Bell, a division of BCE Inc., quietly released a statement late Tuesday that LTE service will start today in Toronto, Mississauga, Hamilton, Kitchener-Waterloo and Guelph. LTE flex-rate data plans start at $45 a month for 1.5 gigabytes of data, and go up from there.

That’s the same pricing starting point as Rogers, which started commercial LTE service in July in Ottawa and promised to add Toronto on Sept. 28.

Bell [TSX, NYSE: BCE] said earlier this year it would start LTE service before the end of the year, but kept the launch dates and cities secret.

Telus Corp. has also promised to launch LTE service in unnamed cities, but so far is sticking to its expectation that it won’t start until early next year.
“LTE is the next step in ensuring Bell continues to deliver the best networks in the world to Canadian consumers and businesses, backed up by the newest data devices and the leading mobile services and content available,” Wade Oosterman, president of Bell Mobility said in a statement. “LTE will deliver amazing data access speeds – at least three times faster than the Bell HSPA+ network originally launched less than three years ago.”
 
Carriers around the world are anxious to upgrade to LTE as they face increasing demand by subscribers using mobile laptops, smartphones and tablets to send and recieve data files, music and videos.
 
 
Initially, Bell customers will only be able to buy USB modems to plug into laptops, dubbed Turbo Sticks. They’ll be able to buy LTE-enabled smartphones and tablets “later this year,” the press release said.
 
Rogers [TSX: RCI.A and RCI.B] has said that next week its LTE subscribers will have a choice of two LTE smartphones and tablets.

LTE, short for Long Term Evolution, is the next generation IP-based wireless data technology that promises download speeds of over 100 Mbps under ideal conditions. Bell and Rogers say LTE customers should get download speeds averaging between 12 and 25 Mbps. The current generation HSPA+ wireless data technology used by Bell, Rogers and Telus maxes out at 42 Mpbs — again under ideal conditions — depending on which version of the standard they are using. Real average speeds will be below 10 Mpbs.

The current version of LTE that carriers are rolling out around the world isn’t regarded by experts as a true 4G (fourth generation) wireless standard that has a converged IP voice and data network. Voice over LTE won’t come until the LTE Advanced standard is finalized, which is likely a year away. Until then LTE-enabled smartphones will only take advantage of LTE on the data side.
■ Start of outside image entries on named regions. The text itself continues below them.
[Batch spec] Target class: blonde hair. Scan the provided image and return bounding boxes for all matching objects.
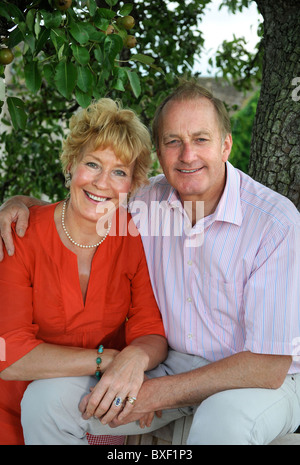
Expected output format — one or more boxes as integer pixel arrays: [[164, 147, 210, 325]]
[[61, 98, 152, 192], [152, 80, 231, 147]]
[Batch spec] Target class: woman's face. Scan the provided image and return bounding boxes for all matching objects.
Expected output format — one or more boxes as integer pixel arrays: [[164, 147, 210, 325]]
[[70, 148, 134, 221]]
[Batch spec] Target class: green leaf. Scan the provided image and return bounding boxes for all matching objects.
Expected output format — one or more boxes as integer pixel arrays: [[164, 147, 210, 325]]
[[25, 8, 36, 31], [54, 60, 77, 99], [7, 97, 27, 130], [77, 66, 93, 92], [43, 63, 55, 87], [75, 87, 92, 108], [104, 34, 123, 63], [0, 3, 11, 21], [88, 0, 97, 16], [70, 21, 89, 45], [7, 27, 24, 48], [126, 68, 141, 98], [50, 29, 67, 53], [130, 53, 154, 65], [105, 0, 119, 6], [35, 27, 50, 55], [71, 44, 90, 66], [24, 61, 42, 93], [119, 3, 133, 16], [94, 16, 110, 31]]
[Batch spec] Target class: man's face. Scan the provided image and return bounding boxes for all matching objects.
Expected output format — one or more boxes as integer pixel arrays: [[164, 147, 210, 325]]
[[158, 98, 232, 214]]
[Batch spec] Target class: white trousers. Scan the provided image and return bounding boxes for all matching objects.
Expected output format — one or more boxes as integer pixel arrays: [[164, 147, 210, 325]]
[[21, 351, 300, 445]]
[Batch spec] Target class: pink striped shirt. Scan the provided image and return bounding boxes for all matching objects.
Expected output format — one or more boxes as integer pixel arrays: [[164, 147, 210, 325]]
[[130, 162, 300, 373]]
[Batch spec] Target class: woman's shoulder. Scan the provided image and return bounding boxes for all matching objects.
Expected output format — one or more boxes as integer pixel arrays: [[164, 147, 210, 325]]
[[29, 202, 58, 228]]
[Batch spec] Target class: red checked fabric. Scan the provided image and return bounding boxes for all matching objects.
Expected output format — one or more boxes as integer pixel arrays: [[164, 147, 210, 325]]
[[87, 433, 125, 446]]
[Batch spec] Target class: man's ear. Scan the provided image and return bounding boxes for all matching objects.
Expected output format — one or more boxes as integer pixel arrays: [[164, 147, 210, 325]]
[[222, 133, 233, 163]]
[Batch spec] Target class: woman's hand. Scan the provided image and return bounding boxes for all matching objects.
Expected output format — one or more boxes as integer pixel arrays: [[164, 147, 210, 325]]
[[79, 346, 149, 424]]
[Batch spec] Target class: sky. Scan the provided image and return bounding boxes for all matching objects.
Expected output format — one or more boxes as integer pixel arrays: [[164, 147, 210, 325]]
[[175, 0, 262, 76]]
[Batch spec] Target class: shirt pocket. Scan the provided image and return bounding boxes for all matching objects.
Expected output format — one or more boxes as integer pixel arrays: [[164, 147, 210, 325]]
[[203, 275, 244, 346]]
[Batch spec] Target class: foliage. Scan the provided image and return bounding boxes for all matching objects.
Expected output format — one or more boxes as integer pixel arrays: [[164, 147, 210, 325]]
[[230, 91, 260, 173], [0, 0, 262, 202]]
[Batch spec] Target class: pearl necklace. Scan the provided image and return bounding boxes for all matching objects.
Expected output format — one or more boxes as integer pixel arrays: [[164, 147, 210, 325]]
[[61, 199, 111, 249]]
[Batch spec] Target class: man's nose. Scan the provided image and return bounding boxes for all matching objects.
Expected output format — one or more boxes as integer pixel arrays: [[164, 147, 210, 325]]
[[179, 142, 197, 163]]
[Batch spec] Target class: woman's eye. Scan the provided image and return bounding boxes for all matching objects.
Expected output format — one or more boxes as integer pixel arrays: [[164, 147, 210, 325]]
[[166, 139, 180, 145], [87, 161, 98, 169], [114, 170, 126, 176]]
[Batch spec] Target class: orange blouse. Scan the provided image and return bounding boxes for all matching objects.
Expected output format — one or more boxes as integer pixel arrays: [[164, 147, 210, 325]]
[[0, 204, 165, 445]]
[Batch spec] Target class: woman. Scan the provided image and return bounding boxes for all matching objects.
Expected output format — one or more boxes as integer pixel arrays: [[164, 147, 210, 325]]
[[0, 99, 167, 444]]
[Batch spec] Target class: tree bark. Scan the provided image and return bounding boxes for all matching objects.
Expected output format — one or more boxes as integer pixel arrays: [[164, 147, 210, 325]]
[[249, 0, 300, 210]]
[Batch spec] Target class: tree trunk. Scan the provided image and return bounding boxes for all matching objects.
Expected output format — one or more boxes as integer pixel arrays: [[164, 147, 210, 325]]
[[249, 0, 300, 210]]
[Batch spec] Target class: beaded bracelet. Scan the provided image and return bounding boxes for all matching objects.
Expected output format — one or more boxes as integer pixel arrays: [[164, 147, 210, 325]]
[[95, 345, 104, 381]]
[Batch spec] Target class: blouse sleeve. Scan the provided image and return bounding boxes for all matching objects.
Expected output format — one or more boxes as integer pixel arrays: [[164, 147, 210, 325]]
[[126, 236, 165, 344], [0, 227, 43, 371]]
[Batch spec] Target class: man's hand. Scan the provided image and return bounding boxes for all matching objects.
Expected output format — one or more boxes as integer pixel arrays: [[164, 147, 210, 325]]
[[0, 198, 29, 261]]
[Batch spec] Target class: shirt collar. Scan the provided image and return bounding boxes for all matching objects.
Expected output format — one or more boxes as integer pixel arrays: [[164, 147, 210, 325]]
[[167, 162, 243, 226]]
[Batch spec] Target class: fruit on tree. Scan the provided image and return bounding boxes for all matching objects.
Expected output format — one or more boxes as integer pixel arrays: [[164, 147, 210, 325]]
[[117, 15, 135, 31], [122, 15, 135, 31], [55, 0, 72, 11], [124, 35, 137, 48], [0, 48, 14, 65]]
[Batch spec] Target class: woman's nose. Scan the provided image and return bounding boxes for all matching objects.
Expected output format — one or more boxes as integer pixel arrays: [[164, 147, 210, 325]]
[[93, 171, 110, 189]]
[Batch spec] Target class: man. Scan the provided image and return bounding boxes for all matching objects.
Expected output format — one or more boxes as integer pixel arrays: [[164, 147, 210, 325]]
[[0, 83, 300, 444]]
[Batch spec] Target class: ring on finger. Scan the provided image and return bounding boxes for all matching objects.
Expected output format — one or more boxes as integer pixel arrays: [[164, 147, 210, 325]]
[[126, 396, 136, 405], [114, 397, 123, 407]]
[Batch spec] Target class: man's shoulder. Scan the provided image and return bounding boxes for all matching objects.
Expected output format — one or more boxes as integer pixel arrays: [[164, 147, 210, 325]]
[[239, 171, 300, 227], [132, 174, 172, 201]]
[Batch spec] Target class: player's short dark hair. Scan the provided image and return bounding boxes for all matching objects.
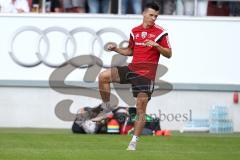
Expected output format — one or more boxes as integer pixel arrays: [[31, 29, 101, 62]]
[[144, 1, 160, 11]]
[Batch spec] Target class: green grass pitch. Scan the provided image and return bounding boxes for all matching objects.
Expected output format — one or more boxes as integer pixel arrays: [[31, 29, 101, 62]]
[[0, 128, 240, 160]]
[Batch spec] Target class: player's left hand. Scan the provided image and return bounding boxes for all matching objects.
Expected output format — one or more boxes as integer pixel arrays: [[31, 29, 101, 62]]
[[144, 39, 158, 47]]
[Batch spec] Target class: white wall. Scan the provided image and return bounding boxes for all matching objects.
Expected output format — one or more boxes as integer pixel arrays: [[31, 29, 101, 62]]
[[0, 87, 240, 132], [0, 14, 240, 131]]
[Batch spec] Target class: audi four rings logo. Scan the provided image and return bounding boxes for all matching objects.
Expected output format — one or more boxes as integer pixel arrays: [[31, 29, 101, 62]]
[[9, 26, 128, 68]]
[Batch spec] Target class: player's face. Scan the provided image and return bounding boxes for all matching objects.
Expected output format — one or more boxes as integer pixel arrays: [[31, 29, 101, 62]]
[[143, 8, 159, 26]]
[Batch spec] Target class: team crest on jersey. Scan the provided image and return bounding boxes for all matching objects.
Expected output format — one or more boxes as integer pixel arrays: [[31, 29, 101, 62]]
[[141, 32, 147, 39]]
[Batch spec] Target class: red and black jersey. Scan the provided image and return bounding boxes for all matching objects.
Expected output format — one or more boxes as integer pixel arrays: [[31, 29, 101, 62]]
[[128, 24, 171, 80]]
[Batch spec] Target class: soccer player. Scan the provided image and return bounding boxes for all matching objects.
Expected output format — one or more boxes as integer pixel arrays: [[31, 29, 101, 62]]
[[92, 2, 172, 150]]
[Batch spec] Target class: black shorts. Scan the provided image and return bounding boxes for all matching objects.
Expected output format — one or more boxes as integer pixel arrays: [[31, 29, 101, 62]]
[[117, 66, 154, 100]]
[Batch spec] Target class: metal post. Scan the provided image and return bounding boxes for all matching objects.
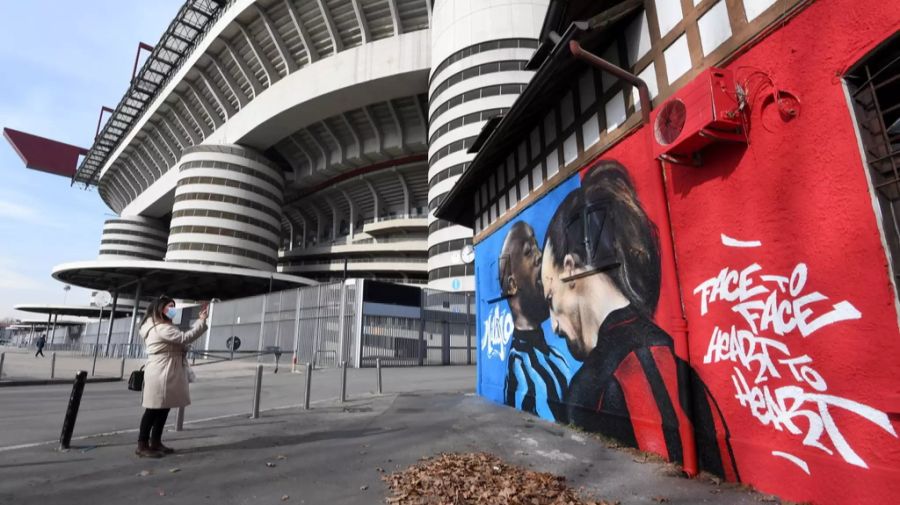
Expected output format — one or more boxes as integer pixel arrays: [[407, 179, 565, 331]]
[[49, 314, 59, 346], [256, 294, 269, 361], [419, 289, 428, 366], [341, 361, 347, 403], [128, 280, 143, 357], [250, 365, 262, 419], [303, 363, 312, 410], [175, 407, 184, 431], [291, 288, 301, 373], [338, 280, 348, 363], [103, 291, 119, 358], [466, 293, 474, 365], [375, 358, 381, 394], [59, 370, 87, 450], [91, 307, 103, 377]]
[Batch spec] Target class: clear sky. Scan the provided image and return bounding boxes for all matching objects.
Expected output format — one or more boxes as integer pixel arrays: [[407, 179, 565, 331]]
[[0, 0, 182, 318]]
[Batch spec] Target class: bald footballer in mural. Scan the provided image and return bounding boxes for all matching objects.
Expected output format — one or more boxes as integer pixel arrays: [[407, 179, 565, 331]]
[[498, 221, 569, 420], [541, 161, 736, 475]]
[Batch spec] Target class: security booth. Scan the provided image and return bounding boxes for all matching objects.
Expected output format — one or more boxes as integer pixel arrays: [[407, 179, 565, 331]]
[[435, 0, 900, 503]]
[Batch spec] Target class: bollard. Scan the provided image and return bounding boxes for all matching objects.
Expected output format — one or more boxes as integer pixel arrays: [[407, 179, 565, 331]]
[[175, 407, 184, 431], [59, 370, 87, 450], [375, 358, 381, 394], [303, 363, 312, 410], [250, 365, 262, 419], [341, 361, 347, 403]]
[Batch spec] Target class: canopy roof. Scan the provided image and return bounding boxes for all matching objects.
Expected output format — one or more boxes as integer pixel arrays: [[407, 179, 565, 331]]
[[52, 260, 315, 300], [13, 304, 131, 316]]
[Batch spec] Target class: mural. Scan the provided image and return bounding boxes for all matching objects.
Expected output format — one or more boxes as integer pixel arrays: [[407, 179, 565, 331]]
[[693, 234, 897, 475], [476, 160, 737, 479]]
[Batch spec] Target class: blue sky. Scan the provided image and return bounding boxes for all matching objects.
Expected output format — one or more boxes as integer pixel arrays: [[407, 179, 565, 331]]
[[0, 0, 182, 318]]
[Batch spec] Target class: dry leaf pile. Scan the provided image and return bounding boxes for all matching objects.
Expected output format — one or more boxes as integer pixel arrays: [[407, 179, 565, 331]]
[[382, 452, 609, 505]]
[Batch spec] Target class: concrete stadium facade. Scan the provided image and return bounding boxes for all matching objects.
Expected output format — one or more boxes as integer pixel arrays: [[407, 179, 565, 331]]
[[75, 0, 547, 291]]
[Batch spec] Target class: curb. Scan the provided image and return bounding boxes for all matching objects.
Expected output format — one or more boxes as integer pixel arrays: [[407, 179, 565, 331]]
[[0, 377, 124, 388]]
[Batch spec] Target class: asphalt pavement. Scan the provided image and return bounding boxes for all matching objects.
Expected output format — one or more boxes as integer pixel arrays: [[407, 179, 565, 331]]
[[0, 388, 760, 505], [0, 360, 760, 505]]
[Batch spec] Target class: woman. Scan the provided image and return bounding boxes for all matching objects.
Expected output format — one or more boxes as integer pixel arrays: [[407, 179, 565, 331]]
[[135, 296, 207, 458]]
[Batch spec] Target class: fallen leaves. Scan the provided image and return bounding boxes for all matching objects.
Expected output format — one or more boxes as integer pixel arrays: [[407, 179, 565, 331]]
[[382, 452, 610, 505]]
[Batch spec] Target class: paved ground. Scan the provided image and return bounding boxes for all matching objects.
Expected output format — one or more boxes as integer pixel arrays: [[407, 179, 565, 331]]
[[0, 363, 475, 446], [0, 388, 758, 505], [0, 346, 291, 384], [0, 358, 758, 505]]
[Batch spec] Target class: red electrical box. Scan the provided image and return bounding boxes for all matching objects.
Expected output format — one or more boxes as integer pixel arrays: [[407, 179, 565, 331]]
[[650, 67, 747, 165]]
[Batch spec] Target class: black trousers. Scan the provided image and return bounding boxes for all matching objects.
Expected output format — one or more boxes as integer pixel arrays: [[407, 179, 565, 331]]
[[138, 409, 171, 443]]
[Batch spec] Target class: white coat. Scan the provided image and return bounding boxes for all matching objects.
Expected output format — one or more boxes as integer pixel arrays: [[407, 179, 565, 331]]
[[140, 318, 206, 409]]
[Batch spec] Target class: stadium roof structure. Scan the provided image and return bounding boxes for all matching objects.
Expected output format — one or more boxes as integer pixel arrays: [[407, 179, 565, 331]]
[[52, 260, 316, 300], [72, 0, 230, 187], [13, 304, 131, 317], [13, 318, 87, 328]]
Bell said its LTE network will be extended to other cities this year and in 2012, but says broadening the coverage to rural areas will depend on the rules Industry Canada sets for the upcoming 700 Mhz auction. That spectrum is prized by carriers for its ability to carry signals over longer distances, which means fewer cellular antennas have to be installed for a given area. That results in considerable capital savings.

It’s a threat that several other carriers have made as the Harper government considers the auction rules in the face of calls from wireless startups like Wind Mobile and Mobilicity, who say the government should either set aside of spectrum for small carriers or newcomers so the big three carriers won’t buy it all, or forbid Bell, Rogers and Telus from bidding at all.
 
But before the government sets the auction rules it has to decide who will be eligible to participate in what is expected to be a multi-billion-dollar war for spectrum. Under the Telecommunications Act, only Canadian-controlled companies can own telecommunications spectrum. The Harper government wants to liberalize the telecom ownership rules to increase competition as well as help existing wireless startups gain access to funds for expanding their networks and bid on spectrum. Therefore setting the ownership rules, the government has said, has to come before the auction rules.

The industry hopes the government’s strategy will become clearer when parliament resumes in the fall.